Марья недоверчиво засмеялась.
Внутренняя радость охватила ее, но, вместе с тем, по душе ее прошел холодок, и в сердце ее забралась тревога.
Между тем старуха продолжала смотреть на руку и порой, отводя свой взгляд от ее ладони, всматривалась в закутанную фигуру Марьи Даниловны.
Спустя немного в глазах цыганки появился зловещий огонек.
Чуть слышно она прибавила:
- Дорого обойдется тебе его любовь… головой заплатишь за нее.
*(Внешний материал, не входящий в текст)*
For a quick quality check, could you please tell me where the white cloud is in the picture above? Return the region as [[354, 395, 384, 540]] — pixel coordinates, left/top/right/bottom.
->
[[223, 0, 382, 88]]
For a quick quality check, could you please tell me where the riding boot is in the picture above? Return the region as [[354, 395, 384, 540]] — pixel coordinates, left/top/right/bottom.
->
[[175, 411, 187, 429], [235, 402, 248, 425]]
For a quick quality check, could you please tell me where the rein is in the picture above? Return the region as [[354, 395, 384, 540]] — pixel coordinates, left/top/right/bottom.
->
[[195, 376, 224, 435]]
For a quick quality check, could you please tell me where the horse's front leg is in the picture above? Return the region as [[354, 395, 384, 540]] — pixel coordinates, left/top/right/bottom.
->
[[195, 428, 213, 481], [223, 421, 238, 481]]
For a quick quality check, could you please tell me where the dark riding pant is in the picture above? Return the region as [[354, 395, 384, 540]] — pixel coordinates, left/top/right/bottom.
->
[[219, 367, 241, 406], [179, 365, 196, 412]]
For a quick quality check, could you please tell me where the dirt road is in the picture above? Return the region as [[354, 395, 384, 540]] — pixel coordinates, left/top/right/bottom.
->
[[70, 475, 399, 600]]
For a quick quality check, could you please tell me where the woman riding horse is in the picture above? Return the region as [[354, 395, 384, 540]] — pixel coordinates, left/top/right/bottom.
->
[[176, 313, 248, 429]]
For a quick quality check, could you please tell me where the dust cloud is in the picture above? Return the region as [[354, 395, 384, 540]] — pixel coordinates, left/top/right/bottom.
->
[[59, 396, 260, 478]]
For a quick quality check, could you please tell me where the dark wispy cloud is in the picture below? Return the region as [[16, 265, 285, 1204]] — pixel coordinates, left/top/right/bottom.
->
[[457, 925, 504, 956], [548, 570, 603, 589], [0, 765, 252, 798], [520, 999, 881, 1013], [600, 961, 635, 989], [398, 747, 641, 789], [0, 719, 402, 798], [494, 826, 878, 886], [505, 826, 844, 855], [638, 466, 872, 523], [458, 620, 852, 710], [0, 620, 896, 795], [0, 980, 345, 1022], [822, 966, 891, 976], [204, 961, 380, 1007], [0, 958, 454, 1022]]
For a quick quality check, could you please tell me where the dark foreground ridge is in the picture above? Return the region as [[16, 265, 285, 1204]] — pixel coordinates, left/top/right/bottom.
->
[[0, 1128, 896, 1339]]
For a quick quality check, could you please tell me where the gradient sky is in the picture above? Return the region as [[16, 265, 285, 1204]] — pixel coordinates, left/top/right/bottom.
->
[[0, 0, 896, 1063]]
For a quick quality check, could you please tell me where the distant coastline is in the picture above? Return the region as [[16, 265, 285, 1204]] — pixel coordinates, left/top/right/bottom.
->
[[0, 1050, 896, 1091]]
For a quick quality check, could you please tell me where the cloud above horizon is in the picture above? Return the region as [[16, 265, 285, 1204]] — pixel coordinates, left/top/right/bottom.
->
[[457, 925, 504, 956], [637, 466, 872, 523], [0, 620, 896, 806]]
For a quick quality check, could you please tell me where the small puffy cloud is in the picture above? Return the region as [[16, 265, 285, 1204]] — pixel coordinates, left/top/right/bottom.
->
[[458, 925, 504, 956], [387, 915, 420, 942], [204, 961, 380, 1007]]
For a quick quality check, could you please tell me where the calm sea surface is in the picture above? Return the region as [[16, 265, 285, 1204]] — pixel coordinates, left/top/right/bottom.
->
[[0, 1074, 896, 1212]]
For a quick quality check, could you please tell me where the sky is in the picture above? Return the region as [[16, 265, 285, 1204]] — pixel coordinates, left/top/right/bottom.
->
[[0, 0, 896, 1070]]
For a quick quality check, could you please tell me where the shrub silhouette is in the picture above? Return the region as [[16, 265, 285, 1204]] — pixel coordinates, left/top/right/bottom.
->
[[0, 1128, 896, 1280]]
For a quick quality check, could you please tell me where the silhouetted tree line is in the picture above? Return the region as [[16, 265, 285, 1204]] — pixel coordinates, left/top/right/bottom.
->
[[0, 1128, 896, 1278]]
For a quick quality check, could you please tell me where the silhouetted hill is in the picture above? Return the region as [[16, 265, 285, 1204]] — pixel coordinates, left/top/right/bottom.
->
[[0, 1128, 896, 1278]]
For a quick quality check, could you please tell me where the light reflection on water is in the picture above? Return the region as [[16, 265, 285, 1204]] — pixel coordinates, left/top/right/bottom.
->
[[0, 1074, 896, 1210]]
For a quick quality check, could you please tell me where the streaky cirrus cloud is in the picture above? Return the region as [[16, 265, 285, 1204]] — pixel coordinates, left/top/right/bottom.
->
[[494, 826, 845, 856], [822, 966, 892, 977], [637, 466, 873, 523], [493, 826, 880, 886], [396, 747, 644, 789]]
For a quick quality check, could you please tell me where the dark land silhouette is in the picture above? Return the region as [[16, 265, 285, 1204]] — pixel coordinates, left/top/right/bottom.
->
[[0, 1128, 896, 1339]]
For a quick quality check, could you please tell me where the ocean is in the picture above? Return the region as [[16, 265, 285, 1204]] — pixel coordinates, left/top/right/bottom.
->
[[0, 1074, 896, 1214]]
Марья Даниловна вздрогнула.
- Я не понимаю тебя, - смущенно проговорила она и вдруг, чтобы придать себе бодрости, рассмеялась громко и весело и затем живо продолжала: - Видно, врешь ты все, старая…
Цыганка обиделась.
- Вру? Я вру? Нет, красавица моя, язык мой никогда не лгал и не говорил того, чего не видят мои старые глаза. Вот я тебе расскажу твою жизнь - так, может, поверишь мне.
- А ну‑ка, расскажи!
- Сиротой ты осталась в раннем возрасте, и люди пригрели тебя… ты будто бы обманула их… Потом дорога, длинная дорога… А вот какой‑то человек полюбил тебя и взял к себе в дом. Ночь, вода, крики… жалобно так кричит кто‑то.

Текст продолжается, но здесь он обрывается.